Untuk melaporkan realisasi investasi atas dividen dan penghasilan luar negeri yang mendapatkan fasilitas bebas pajak, berikut langkah-langkah yang dapat dilakukan melalui Coretax:


  1. Akses situs coretaxdjp.pajak.go.id
  2. Masuk ke menu Layanan Wajib Pajak, kemudian pilih Layanan Administrasi dan klik Buat Permohonan Layanan Administrasi
  3. Pada bagian Jenis Pelayanan Wajib Pajak, pilih AS.39 e-Pelaporan lalu klik AS.39-01 LA
  4. Masuk ke submenu Alur Kasus
  5. Lengkapi seluruh kolom yang wajib diisi (ditandai dengan tanda bintang)
  6. Klik Tambah Data untuk mengisi formulir laporan dividen atau penghasilan lain yang diterima
  7. Isi periode pelaporan (reporting period) dengan kode berikut:
    • 1 untuk dividen yang diterima tahun 2024
    • 2 untuk tahun 2023
    • 3 untuk tahun 2022
  8. Tentukan jenis penghasilan (Income Type), seperti:
    • Dividen dalam negeri atau luar negeri
    • Penghasilan setelah pajak dari bentuk usaha tetap (BUT)
    • Penghasilan luar negeri tanpa BUT
  9. Lengkapi data lanjutan sesuai jenis penghasilan yang dipilih
  10. Setelah data sesuai, klik Simpan
  11. Tambahkan data investasi dengan menekan Tambah Data
  12. Isi tanggal investasi, pilih jenis investasi, serta mata uang yang digunakan
  13. Masukkan nilai investasi dan klik Simpan
  14. Pastikan status Wajib Pajak aktif.
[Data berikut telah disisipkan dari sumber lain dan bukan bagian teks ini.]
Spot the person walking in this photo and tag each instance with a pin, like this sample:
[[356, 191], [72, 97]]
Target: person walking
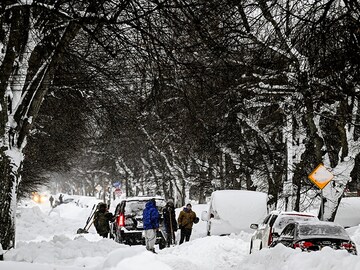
[[186, 220], [61, 199], [51, 199], [102, 218], [170, 223], [151, 224]]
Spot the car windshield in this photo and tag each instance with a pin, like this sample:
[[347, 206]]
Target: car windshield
[[282, 221], [137, 207], [321, 230]]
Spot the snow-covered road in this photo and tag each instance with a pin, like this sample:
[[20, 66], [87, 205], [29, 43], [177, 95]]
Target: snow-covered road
[[48, 240]]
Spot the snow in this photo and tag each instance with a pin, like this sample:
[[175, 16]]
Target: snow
[[345, 213], [232, 212], [47, 239]]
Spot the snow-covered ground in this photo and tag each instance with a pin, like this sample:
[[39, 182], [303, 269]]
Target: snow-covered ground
[[47, 239]]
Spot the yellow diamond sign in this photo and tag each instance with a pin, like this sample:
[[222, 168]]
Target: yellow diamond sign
[[320, 176]]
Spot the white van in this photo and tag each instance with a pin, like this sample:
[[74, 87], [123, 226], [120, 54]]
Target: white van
[[232, 211]]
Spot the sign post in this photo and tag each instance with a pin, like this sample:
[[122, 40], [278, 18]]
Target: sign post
[[320, 176]]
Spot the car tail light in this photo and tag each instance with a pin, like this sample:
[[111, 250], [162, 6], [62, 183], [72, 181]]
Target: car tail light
[[348, 246], [303, 245], [270, 238], [121, 220]]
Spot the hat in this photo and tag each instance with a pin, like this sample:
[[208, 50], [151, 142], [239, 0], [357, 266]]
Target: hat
[[170, 202]]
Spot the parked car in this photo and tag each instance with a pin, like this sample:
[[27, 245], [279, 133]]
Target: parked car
[[229, 211], [128, 225], [272, 226], [313, 236]]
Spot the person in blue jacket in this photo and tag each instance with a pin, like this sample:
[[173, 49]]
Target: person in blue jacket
[[151, 224]]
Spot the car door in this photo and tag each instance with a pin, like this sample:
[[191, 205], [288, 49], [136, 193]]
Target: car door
[[287, 235], [257, 241], [267, 232]]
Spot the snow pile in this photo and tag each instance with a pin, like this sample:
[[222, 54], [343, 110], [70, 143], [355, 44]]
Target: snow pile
[[47, 239], [281, 257], [235, 210], [345, 213]]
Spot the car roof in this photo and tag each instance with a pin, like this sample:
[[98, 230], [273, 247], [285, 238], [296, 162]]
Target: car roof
[[292, 213], [320, 222], [143, 198]]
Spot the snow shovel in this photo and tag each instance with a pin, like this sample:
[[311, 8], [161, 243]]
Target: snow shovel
[[86, 228], [172, 239]]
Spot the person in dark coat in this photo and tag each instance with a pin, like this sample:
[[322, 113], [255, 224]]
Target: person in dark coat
[[170, 223], [51, 199], [151, 224], [186, 220], [61, 199], [102, 217]]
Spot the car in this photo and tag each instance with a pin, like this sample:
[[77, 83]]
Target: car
[[128, 225], [272, 226], [229, 211], [313, 236]]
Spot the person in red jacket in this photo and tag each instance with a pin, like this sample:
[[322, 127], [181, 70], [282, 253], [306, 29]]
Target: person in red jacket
[[186, 220]]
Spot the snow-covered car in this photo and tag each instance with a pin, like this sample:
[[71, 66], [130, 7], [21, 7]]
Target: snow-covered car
[[272, 226], [232, 211], [128, 225], [313, 236]]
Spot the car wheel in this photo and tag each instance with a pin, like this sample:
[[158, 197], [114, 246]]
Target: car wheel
[[162, 244], [118, 237]]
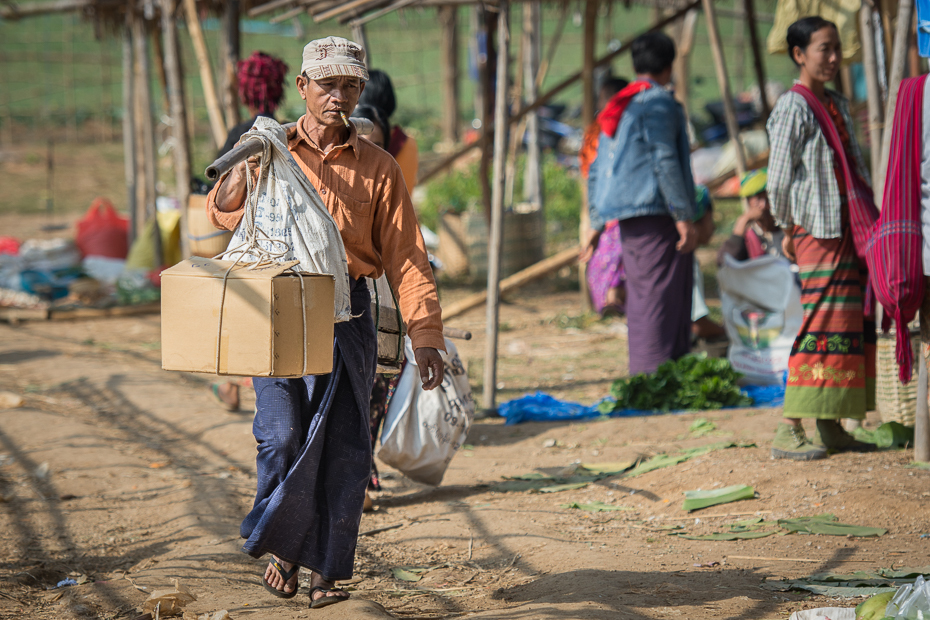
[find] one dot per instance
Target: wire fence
(59, 76)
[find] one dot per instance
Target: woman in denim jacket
(642, 177)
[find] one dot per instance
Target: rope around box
(252, 248)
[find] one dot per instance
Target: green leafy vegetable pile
(692, 382)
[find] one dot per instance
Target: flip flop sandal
(325, 600)
(286, 575)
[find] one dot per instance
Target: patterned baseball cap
(333, 56)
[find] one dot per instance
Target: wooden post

Jika tidak, gunakan tombol Refresh Pemenuhan Kewajiban Perpajakan
  15. Klik Create PDF, pilih klasifikasi surat, lalu simpan
  16. Lakukan penandatanganan elektronik dengan klik Sign
  17. Pilih penyedia tanda tangan digital, masukkan passphrase, lalu klik Submit
  18. Pelaporan dinyatakan selesai jika muncul notifikasi “Kasus Ditutup”


Batas Waktu Pelaporan


Direktorat Jenderal Pajak (DJP) mengingatkan bahwa laporan realisasi investasi wajib disampaikan secara berkala, dengan ketentuan:


  • Paling lambat akhir Maret untuk Wajib Pajak orang pribadi
  • Paling lambat akhir April untuk Wajib Pajak badan


Pelaporan ini harus dilakukan setiap tahun hingga tahun ketiga sejak dividen atau penghasilan tersebut diterima.